Trimurti merupakan satu dari sedikit perempuan yang aktif menulis dan menerbitkan media pada era kolonial. Ia menjadi jurnalis di beberapa surat kabar pergerakan seperti Pesat, Harian Pikiran Rakyat, dan Soeara Rakjat. Ia juga menerbitkan media sendiri yang bernama Api Kita.

Tulisan-tulisannya kerap mengkritik kolonialisme Belanda, eksploitasi buruh, dan ketidakadilan sosial. Karena aktivitasnya, Trimurti beberapa kali mengalami penangkapan. Pada tahun 1936, ia dipenjara oleh Pemerintah Hindia Belanda karena aktivitas jurnalistik dan penyebaran pamflet anti-kolonial.
Pada masa pendudukan Jepang, Trimurti tetap aktif dalam pergerakan bawah tanah. Ia menjadi bagian dari jaringan aktivis kemerdekaan dan berperan dalam menyebarkan informasi serta membangkitkan semangat nasionalisme melalui media. Ia menikah dengan Sayuti Melik, tokoh yang kemudian mengetik naskah Proklamasi Kemerdekaan Indonesia.

Pasca Proklamasi 17 Agustus 1945, Trimurti tidak berhenti berjuang. Ia aktif dalam organisasi buruh dan perempuan, termasuk menjadi tokoh dalam organisasi Serikat Buruh Kereta Api (SBKA) dan Gerakan Wanita Indonesia (Gerwani) pada masa awalnya.
Pada tahun 1947, Surastri Karma Trimurti dipercaya menjabat sebagai Menteri Perburuhan dalam kabinet Amir Sjarifuddin. Ia menjadi perempuan pertama yang memegang jabatan menteri dalam sejarah Republik Indonesia. Dalam masa jabatannya, ia memperjuangkan hak-hak buruh dan penguatan posisi perempuan dalam dunia kerja.
Trimurti dikenal sebagai tokoh independen dan tidak terikat pada kepentingan politik praktis. Ia juga menolak tawaran dari Orde Baru untuk menjabat posisi politik karena kecewa terhadap arah pemerintahan setelah 1965. Hingga masa tuanya, ia terus menulis, memberikan ceramah, dan terlibat dalam diskusi kebangsaan.

Surastri Karma Trimurti wafat pada 20 Mei 2008 di Jakarta, bertepatan dengan Hari Kebangkitan Nasional.
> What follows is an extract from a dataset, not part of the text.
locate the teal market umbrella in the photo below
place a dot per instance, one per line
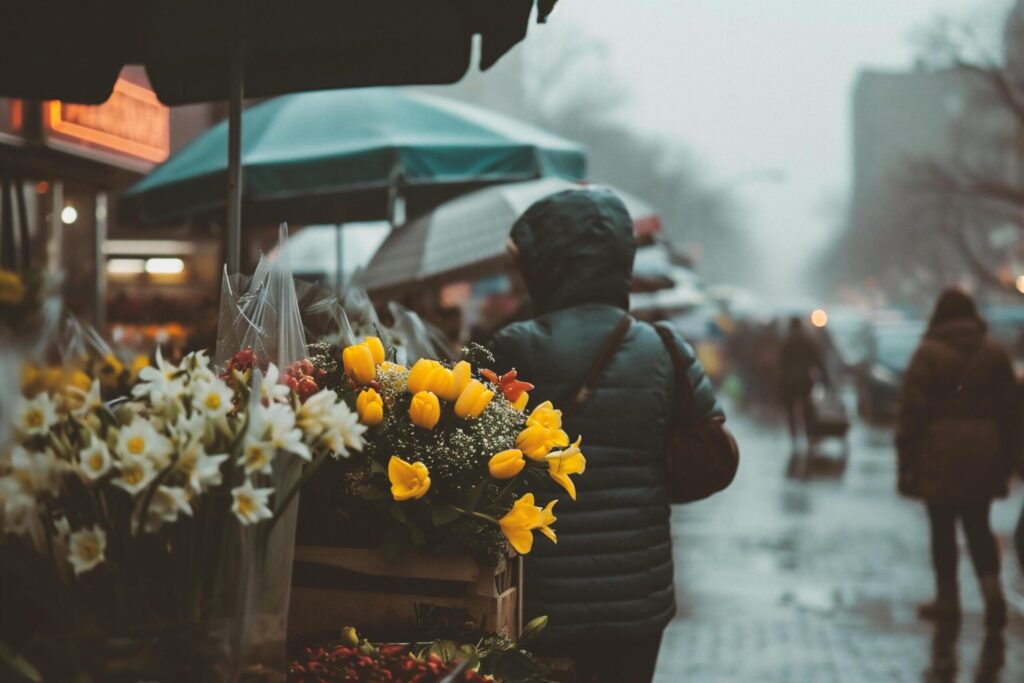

Ia dimakamkan di Taman Makam Bahagia, Pondok Gede, Jakarta Timur.
Pada 8 November 2011, Presiden RI yang kala itu dijabat Susilo Bambang Yudhoyono, menganugerahkan gelar Pahlawan Nasional kepada Surastri Karma Trimurti atas jasa-jasanya dalam perjuangan kemerdekaan, pengembangan dunia pers, gerakan buruh, dan hak perempuan.